Towards Developing an Understanding of Consumers' Perceived Privacy Violations in Online Advertising
Abstract
Privacy-enhancing technologies (PETs) represent a critical operational challenge for the online advertising industry, requiring substantial infrastructure investment while promising improved consumer privacy protection. Even when PETs may improve privacy protection from an operational or technical viewpoint, understanding whether PETs actually reduce consumers' perceived privacy violations (PPV) is essential for evaluating their viability. In this research, we characterize advertising practices along the dimensions of tracking and targeting, and understand consumers' PPVs for current practices and proposed PETs through online experiments with U.S. and European consumers.
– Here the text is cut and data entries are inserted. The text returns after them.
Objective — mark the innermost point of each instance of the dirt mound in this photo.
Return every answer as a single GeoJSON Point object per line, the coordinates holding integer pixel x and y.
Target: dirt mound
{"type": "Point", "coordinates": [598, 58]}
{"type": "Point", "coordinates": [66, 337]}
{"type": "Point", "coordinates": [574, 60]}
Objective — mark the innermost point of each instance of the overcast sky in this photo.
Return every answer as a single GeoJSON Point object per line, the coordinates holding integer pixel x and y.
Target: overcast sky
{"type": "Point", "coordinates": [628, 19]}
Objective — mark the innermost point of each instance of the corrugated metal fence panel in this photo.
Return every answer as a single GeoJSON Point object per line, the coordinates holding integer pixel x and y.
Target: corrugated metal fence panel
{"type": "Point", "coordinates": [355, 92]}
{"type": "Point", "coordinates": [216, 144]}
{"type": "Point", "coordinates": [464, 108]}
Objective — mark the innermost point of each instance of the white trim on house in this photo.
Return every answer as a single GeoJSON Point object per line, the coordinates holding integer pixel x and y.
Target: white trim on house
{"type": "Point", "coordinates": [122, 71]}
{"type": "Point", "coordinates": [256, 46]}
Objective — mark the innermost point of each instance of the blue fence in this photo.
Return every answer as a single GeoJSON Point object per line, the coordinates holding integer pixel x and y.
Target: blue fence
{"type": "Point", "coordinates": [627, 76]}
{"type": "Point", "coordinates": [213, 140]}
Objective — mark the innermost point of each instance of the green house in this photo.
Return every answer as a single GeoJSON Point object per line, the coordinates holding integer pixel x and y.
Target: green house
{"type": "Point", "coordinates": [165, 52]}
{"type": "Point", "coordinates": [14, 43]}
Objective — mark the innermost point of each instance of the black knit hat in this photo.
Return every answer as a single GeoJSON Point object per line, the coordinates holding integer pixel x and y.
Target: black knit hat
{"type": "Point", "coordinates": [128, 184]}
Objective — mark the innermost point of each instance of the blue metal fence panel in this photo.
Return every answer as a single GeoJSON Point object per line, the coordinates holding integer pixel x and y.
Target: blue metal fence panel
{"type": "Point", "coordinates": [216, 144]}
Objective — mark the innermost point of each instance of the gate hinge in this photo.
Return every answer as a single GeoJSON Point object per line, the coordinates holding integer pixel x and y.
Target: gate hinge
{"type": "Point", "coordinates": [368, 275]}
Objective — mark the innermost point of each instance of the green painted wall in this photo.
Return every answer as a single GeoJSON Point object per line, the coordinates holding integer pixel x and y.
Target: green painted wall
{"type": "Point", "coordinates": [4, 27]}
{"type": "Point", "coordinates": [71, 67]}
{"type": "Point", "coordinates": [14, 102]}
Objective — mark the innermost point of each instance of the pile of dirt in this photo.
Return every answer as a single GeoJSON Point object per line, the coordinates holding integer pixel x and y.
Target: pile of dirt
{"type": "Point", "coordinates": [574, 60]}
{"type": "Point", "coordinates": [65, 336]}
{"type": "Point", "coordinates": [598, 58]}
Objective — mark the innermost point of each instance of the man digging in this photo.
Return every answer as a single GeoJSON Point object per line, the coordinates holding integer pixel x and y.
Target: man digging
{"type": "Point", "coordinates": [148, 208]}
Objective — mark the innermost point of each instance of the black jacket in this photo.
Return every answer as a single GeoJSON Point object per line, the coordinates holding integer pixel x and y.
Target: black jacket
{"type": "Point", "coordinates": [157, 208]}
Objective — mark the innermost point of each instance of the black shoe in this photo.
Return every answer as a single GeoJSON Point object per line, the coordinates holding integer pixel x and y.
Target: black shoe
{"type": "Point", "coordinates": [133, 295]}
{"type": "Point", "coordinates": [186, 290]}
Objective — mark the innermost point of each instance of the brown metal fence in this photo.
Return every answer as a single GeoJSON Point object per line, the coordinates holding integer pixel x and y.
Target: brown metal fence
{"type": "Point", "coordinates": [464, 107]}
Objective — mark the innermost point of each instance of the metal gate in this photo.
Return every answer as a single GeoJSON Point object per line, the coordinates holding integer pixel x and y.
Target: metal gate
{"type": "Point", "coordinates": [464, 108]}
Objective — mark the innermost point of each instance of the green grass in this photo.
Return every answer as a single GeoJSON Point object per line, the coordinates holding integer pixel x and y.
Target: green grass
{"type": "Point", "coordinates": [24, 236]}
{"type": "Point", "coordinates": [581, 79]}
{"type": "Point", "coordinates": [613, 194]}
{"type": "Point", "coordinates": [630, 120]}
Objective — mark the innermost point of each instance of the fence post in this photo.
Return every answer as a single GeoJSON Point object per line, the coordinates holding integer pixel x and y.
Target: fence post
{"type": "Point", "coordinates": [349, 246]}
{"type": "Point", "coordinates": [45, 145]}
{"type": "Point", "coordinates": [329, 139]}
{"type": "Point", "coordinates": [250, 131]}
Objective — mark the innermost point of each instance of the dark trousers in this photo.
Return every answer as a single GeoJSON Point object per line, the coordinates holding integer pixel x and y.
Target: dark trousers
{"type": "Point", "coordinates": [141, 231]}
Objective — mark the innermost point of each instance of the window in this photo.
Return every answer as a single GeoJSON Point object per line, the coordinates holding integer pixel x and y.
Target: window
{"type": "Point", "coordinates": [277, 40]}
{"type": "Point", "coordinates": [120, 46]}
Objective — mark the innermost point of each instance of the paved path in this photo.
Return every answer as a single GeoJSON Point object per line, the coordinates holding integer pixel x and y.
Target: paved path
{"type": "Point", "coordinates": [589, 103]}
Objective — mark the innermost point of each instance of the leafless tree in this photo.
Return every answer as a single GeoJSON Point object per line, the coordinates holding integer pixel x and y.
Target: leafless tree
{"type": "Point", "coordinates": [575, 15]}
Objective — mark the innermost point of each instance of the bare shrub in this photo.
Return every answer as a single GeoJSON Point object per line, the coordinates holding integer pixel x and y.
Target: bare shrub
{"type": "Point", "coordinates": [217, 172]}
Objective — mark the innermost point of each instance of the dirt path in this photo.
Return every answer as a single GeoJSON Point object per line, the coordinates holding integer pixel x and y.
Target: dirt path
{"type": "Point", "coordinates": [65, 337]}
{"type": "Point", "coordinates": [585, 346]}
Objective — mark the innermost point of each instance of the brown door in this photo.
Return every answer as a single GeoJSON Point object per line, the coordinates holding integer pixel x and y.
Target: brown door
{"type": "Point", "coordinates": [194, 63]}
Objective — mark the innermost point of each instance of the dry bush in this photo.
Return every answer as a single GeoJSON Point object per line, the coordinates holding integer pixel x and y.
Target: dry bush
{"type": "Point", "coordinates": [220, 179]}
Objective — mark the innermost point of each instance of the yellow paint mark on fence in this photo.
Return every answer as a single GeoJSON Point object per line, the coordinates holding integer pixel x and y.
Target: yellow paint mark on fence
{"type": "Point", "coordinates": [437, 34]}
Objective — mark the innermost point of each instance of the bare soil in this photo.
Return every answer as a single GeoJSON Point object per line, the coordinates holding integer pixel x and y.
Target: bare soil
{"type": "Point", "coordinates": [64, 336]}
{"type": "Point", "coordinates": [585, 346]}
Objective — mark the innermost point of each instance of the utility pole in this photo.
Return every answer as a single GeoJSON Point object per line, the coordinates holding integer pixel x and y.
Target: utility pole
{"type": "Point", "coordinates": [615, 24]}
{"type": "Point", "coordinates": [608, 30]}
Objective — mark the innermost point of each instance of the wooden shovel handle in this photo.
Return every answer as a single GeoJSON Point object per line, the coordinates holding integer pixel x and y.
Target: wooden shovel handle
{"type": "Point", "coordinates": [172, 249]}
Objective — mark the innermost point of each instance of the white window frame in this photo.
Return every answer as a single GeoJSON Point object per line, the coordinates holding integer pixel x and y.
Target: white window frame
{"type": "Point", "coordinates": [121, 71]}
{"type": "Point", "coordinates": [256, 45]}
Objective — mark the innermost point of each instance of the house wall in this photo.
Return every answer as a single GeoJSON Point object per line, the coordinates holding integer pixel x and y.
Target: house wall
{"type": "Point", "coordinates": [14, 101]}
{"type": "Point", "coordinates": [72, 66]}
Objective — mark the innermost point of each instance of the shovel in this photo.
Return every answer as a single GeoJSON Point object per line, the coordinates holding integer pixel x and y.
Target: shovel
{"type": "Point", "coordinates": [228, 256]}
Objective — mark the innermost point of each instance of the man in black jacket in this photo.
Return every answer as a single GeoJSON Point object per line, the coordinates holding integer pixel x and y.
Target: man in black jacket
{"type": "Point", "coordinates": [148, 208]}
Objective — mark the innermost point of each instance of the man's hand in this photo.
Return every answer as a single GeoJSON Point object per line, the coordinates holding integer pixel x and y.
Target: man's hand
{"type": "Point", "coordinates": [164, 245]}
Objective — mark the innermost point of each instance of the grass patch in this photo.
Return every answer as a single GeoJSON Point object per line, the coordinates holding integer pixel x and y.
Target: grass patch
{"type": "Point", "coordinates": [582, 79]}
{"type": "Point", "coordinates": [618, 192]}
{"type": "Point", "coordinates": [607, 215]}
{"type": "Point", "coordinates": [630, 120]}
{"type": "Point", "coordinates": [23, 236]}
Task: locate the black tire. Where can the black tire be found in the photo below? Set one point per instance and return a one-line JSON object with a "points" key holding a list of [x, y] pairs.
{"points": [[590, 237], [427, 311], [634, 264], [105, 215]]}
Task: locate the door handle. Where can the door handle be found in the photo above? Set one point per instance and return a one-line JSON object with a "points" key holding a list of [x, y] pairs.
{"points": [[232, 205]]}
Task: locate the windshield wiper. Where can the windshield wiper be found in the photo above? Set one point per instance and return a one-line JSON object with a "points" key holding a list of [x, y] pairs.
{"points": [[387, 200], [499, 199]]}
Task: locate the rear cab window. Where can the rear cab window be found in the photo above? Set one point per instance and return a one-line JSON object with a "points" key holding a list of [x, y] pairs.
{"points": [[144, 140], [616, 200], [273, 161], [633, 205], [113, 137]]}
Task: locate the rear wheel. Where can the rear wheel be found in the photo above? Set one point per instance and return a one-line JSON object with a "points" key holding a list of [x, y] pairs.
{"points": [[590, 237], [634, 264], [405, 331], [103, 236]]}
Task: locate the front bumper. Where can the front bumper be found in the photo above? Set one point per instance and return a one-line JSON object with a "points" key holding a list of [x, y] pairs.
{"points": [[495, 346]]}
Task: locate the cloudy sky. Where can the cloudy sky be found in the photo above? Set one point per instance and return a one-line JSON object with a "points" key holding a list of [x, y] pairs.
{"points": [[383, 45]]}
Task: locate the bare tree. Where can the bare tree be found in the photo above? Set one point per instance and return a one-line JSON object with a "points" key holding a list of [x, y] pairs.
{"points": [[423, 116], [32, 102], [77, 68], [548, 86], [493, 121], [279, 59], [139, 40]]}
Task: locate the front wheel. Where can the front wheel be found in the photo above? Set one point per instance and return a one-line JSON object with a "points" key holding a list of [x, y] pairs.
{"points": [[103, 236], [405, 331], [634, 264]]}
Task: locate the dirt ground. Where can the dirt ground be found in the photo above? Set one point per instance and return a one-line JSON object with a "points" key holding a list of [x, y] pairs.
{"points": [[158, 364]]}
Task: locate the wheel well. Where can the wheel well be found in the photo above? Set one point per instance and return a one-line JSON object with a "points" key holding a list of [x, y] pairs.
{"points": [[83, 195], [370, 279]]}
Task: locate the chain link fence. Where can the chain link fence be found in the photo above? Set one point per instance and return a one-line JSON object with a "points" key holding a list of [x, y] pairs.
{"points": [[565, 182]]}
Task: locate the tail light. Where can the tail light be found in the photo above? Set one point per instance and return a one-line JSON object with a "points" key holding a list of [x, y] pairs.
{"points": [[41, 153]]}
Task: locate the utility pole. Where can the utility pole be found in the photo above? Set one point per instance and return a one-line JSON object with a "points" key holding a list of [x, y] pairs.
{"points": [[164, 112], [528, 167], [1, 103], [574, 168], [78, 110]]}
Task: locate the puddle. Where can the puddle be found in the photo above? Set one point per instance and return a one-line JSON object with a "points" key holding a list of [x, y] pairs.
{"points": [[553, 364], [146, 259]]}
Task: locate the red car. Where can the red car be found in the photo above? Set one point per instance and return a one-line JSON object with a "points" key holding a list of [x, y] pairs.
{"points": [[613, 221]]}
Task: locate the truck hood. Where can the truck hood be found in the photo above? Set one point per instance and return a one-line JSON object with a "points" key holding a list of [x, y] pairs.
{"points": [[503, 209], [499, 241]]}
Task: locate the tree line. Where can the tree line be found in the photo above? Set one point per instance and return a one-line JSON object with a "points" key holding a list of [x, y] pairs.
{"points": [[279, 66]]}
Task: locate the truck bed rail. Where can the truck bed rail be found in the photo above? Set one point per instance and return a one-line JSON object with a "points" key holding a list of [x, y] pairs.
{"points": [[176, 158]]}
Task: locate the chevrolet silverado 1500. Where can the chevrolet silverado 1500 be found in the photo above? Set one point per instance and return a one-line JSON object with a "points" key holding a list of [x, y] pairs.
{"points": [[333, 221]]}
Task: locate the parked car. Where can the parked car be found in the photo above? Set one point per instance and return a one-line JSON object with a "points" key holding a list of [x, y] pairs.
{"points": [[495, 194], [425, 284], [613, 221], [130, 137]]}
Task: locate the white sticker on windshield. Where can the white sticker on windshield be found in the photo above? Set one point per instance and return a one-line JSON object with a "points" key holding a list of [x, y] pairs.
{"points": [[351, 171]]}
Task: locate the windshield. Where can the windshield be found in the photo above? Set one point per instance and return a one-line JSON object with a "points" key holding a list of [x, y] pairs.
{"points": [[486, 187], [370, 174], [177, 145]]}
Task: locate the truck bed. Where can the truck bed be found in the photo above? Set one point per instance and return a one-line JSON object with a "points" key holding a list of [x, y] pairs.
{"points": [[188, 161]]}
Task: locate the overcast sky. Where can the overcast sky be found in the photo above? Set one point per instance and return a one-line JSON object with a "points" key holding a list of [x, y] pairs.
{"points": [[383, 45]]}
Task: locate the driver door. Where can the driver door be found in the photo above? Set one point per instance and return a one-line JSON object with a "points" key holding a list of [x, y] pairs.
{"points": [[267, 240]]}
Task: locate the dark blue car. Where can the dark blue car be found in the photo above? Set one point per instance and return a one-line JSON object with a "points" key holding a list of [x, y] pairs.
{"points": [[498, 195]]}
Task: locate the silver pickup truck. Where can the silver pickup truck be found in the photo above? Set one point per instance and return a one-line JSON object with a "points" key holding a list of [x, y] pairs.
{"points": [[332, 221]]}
As expected, the industry status quo of behavioral targeting, with high degrees of tracking and targeting, results in high PPV. While new technologies that keep data on users' devices reduce PPV compared to behavioral targeting, the reduction is minimal, including for group-level targeting. Contextual targeting, which involves no tracking, significantly lowers PPV. Not surprisingly, PPV is lowest when tracking is absent, but notably, consumers show similar preferences for untargeted ads and no ads. Importantly, consumer perceptions of privacy violations may not align with technical definitions, suggesting that operational investments in privacy technologies may fail without consumer validation. Therefore, it is essential for managers, industry practitioners, and policymakers to follow a consumer-centric approach to understanding privacy concerns and evaluating the operational viability of privacy-enhancing solutions.